PubSub is acting as a transport layer

here. It defines the secure perimeter

and decouples data producers from

consumers. The metrics then flow into

Victoria metrics. And then the

architecture is modular and built

entirely on open standards.

So this way we can have consistent

observability across all environments

and it's very scalable and easy to

extend.

So the beauty of what we've adopted is

that it's tech agnostic. Our

observability stack scales from

Spotify's internal services to our IDP.

Different teams you use different tech

stacks and that's fine. Our standards

ensure observability can work the same

way everywhere. And it's less about

specific tools and more about shared

principles, consistent signals, and

reliable outcomes. So now that the

stack's in place, let's see what kind of

impact it's had on speed, cost, and

happiness for our developers.

Ultimately, by unlocking the toolbox in

an organization, impact came quickly and

naturally. MTR measurably was reduced,

rendering happier engineers and happier

customers. And most importantly,

delivery velocity increased. The teams

were able to ship faster armed with real

reliable signals.
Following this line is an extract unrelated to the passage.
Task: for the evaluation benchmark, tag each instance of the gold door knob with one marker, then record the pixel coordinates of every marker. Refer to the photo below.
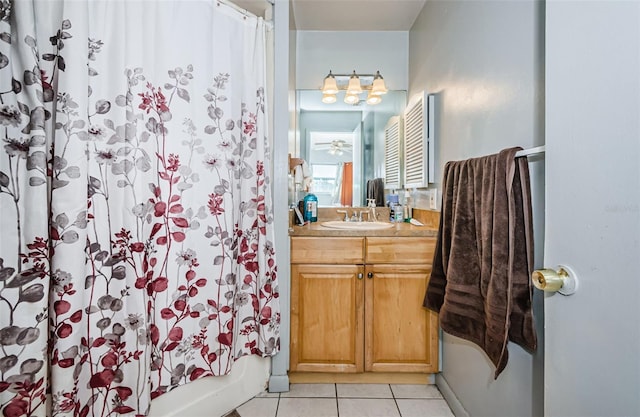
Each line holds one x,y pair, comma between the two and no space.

Uh when we say speed

and happiness, this is what we mean.

Engineers are happier when their tools

just work and they can trust that their

changes are secure. Uh and in

perpetuity, we're now able to ship

features far more confidently.

So this is the heart of it. We dog food

everything. By running our IDP utilizing

standard internal infrastructure, we

gain empathy for our users because we

are our users. Sharing tools sharpens

empathy. Common standards reduces MTR

and unified feedback loops improve both

platform and product.

And [snorts] at this point in our

journey, we realized the biggest hurdle

wasn't technology. It was just

hesitation. So our message to ourselves

and you

is to seriously just don't overthink it.

The hardest part is getting started.

You'll never have the answers before you

begin, but build incrementally and reuse

what works and iterate. And if you have

folks that you've worked with before,

partner with them and figure out what

you can do together.

So, looking ahead, there's still plenty

to do. Now that Andrew's team have

alerts configured, they're focusing on

fine-tuning them to cut the noise. Um,

there's been a bit of adjustments that

have needed to happen since we've kind

of set all this up. On the observability

side, we plan to enable endto-end

tracing for them in the near future.

We're also working on auto

instrumentation with smarter sampling

guardrails and exploring anomaly

detection and AI assisted triage for

incidents. Each of these steps moves us

closer to truly intelligent proactive

observability. Um, so we solve things

before you even wake up from the page.

Thanks to the partnership we built, the

portal infra team will be among the

first adopters of all of our new

solutions across the business, providing

valuable feedback and continuing to be a

close collaborator. as we evolve

together.

So yeah, thanks for joining us and by us

I mean me and for being part of this

broader conversation about how platform

engineering can drive culture and scale.

Um happy to dive deeper on any of these

stories. We actually have a bunch of

time so we can do questions. um if you

want to talk about how you're applying

IDP principles in new orgs. And then we

also have a booth uh 11:43 uh in the

main section downstairs that I think

will open tomorrow and then we'll be

there for the rest of the week. So yeah,

thanks.

[applause]

>> Awesome. Thanks, Lauren. So we do have a

little bit of time for questions. Would

anyone like to ask a question?

And I will run over with the microphone.

No questions for Oh, there's one.

Oh, okay. Do you have any stories? Um, I

think you said there's other examples.

Do you have any stories of um startups

or the small developer workshops that

have moved maybe not from an IDP from

scratch, but have built their own

existing IDP and then want to move to

something greater.

um

built their own IDP. Uh not exactly. I

mean this was kind of like focused on

the IDP internally kind of becoming a

SAS product and then being able to like

observe that with our tools in house. So

I mean kind of the the takeaway is like

you know if you if you have open

standards you can kind of set them up

for anything like that. So, I mean, if

if that's kind of the question, like

being able to utilize the open standards

for your own in-house IDP could also

totally work, but not sure if I misheard

the question. [laughter]

>> Thank you. Anyone else got a question?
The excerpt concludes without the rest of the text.